Have state and federal efforts expanded the scope of practice for PAs?
Changes to state and federal laws have enabled PAs to greatly expand their scope of practice. Early state laws enacted in the 1970s first gave physicians the ability to delegate patient care tasks to PAs. In the subsequent 50 years, those laws have gradually evolved to the extent that PAs are now able to prescribe controlled medications in all states except Kentucky.
In recent years, the American Academy of Physician Assistants (AAPA) has lobbied for the continued expansion of PA scope of practice, collaborating with state officials to continue to move the PA profession forward. Current efforts are underway to achieve the following:
Modify laws to give PAs full prescription authority
Determine the scope of practice at the practice level instead of by a state regulatory agency
Operate independent practices as physician assistants
How does the uneven distribution of PAs limit their primary care potential?
The geographic distribution of PAs is uneven at best. In addition to working in predominantly metropolitan areas, PAs tend to be concentrated near universities that host PA programs. This means that the benefits of PAs are not evenly distributed across the country, preventing PAs from being able to provide relief to the shortage of physicians in primary care.

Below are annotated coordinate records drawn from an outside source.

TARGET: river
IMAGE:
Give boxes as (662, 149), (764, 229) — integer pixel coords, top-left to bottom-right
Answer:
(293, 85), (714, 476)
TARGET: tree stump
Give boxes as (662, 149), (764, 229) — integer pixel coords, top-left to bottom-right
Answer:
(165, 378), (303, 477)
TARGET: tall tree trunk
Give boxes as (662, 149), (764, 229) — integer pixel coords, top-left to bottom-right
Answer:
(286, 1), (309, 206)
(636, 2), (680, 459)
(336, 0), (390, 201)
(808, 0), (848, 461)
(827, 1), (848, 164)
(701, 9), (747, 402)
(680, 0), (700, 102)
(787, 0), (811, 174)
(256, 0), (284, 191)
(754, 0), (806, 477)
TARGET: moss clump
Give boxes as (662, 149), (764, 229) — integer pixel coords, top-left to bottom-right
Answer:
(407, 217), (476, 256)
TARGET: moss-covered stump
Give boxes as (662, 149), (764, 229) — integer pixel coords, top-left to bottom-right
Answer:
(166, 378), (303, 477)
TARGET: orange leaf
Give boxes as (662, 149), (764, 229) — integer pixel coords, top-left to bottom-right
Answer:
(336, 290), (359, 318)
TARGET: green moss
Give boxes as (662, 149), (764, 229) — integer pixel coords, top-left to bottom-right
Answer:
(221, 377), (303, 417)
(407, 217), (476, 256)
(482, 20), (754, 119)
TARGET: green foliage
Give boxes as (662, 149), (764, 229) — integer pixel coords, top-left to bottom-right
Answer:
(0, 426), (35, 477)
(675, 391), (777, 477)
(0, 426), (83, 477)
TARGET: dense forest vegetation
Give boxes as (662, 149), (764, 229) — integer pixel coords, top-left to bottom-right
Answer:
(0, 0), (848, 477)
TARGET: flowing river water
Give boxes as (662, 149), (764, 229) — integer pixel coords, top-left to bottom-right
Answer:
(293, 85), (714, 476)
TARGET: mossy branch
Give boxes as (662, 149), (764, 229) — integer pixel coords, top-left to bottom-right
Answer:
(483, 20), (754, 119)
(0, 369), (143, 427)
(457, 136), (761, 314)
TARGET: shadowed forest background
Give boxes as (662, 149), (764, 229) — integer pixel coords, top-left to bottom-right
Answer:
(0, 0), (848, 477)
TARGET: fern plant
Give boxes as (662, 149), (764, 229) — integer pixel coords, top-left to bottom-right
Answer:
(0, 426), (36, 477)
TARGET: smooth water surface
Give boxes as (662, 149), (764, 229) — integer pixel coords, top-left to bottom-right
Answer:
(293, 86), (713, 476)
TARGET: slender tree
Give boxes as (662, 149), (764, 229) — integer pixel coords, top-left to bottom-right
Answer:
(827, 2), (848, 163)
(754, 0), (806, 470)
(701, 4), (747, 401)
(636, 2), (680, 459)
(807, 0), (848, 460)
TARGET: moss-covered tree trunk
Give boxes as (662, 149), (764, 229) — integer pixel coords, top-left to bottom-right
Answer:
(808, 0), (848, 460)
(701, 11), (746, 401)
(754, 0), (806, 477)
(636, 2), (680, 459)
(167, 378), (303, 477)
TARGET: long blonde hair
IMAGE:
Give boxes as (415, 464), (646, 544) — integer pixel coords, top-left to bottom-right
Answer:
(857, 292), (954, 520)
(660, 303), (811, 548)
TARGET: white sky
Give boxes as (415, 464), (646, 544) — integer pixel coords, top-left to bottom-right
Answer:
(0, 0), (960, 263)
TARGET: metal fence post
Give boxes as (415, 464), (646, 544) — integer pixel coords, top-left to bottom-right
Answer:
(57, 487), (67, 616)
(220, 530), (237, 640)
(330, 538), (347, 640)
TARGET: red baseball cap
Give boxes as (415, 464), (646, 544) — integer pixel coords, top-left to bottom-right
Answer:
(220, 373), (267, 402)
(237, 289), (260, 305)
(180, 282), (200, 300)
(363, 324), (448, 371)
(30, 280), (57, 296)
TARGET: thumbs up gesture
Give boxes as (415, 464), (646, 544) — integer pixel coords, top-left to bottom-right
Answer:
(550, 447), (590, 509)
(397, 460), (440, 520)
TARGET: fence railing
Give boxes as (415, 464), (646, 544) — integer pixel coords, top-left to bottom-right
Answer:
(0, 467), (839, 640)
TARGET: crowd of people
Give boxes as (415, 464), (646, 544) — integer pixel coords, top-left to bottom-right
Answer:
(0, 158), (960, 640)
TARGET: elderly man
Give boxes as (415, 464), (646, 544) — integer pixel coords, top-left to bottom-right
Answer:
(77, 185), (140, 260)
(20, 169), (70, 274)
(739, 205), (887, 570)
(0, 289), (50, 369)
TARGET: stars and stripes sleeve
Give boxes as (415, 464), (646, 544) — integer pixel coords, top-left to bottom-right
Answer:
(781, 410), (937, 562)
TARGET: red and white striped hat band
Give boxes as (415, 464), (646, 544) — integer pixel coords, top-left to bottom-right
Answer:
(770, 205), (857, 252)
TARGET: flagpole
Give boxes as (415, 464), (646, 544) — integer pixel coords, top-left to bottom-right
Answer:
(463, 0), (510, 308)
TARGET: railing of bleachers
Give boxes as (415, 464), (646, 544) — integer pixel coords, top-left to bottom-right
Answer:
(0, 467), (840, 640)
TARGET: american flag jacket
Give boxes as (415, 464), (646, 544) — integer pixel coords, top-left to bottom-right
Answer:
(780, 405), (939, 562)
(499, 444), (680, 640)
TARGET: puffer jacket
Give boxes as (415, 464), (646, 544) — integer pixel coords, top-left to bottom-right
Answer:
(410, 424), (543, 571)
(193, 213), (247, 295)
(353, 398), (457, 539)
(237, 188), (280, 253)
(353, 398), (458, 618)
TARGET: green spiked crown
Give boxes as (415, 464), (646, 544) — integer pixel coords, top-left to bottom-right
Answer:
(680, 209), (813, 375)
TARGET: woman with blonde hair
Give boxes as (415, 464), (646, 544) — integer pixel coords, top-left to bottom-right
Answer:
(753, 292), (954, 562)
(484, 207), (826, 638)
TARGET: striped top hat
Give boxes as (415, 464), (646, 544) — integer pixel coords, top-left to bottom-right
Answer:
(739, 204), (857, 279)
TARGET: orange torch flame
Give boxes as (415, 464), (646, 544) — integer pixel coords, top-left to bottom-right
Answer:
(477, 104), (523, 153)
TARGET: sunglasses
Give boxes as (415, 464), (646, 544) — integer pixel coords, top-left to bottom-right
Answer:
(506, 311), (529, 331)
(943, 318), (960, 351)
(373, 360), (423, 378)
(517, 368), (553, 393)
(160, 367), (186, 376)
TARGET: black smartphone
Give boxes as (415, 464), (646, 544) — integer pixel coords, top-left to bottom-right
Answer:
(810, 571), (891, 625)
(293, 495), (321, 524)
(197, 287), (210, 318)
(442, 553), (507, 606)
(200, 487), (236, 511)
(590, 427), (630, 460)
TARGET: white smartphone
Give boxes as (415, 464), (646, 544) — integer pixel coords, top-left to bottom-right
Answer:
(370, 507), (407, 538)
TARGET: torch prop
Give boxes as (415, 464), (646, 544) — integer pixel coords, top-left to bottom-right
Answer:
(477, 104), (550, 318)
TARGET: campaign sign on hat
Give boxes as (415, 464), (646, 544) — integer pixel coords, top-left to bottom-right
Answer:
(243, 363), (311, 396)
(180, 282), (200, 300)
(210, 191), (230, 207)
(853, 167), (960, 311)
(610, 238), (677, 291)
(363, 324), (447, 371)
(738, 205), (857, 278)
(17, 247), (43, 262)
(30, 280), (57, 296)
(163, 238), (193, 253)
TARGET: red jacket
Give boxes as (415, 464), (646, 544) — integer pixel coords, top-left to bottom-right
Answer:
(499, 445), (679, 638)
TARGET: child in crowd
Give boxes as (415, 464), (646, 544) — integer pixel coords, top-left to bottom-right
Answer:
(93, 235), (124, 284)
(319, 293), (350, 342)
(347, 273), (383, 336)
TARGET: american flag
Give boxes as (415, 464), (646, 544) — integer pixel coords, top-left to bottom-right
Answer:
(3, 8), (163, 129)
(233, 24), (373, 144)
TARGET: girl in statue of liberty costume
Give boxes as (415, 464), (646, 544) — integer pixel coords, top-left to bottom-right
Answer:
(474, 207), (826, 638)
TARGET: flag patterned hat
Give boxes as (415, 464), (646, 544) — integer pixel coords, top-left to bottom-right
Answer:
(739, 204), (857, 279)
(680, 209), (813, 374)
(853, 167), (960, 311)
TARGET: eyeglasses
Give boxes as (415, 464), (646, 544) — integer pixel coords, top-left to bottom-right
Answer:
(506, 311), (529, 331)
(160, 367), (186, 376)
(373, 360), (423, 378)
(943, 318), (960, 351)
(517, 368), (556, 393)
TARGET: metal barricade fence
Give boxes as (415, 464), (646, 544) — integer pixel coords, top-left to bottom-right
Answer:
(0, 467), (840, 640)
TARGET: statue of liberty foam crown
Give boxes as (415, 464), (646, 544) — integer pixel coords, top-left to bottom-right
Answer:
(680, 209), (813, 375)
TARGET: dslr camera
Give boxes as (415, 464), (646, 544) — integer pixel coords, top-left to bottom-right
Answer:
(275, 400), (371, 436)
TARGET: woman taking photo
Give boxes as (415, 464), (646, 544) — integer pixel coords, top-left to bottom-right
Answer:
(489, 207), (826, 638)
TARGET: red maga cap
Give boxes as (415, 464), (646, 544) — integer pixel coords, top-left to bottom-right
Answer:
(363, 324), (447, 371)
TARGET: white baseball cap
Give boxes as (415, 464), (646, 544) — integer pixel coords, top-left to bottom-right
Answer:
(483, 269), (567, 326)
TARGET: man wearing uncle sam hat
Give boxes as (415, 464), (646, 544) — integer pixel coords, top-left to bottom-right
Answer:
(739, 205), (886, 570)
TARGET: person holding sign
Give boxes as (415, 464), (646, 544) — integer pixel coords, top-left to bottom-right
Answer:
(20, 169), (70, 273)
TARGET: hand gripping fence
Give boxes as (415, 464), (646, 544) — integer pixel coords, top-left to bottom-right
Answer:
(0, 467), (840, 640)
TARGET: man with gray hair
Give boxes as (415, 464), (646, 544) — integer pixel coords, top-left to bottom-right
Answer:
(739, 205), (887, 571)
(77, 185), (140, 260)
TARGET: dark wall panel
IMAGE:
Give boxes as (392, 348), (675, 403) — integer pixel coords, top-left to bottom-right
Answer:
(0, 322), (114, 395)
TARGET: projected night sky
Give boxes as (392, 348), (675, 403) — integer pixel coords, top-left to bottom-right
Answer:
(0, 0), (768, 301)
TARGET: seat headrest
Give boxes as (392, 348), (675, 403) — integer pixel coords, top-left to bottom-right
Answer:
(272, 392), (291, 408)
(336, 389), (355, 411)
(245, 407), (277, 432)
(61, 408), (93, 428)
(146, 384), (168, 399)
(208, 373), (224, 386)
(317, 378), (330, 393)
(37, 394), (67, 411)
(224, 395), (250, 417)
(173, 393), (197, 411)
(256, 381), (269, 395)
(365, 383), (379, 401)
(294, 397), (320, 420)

The key to addressing these deficiencies is to increase and promote the locum tenens jobs in rural areas. This measure will help entice PAs to consider moving away from larger metropolitan areas to care for patients in underserved areas.
The Bottom Line
PAs play a more prominent role than ever in the primary care arena. Unfortunately, their ability to resolve some of the key challenges facing the healthcare industry will remain limited as long as PAs remain concentrated in metropolitan hospitals and private practices. Offering more locum tenens jobs in rural areas is one of the best ways to ensure that PA benefits are more evenly dispersed throughout the country.
As their scope of practice continues to evolve, PAs may eventually find themselves able to practice independently of a physician's team. This possible change, combined with the potential to achieve full prescription authority, paves the way for a bright future for PAs.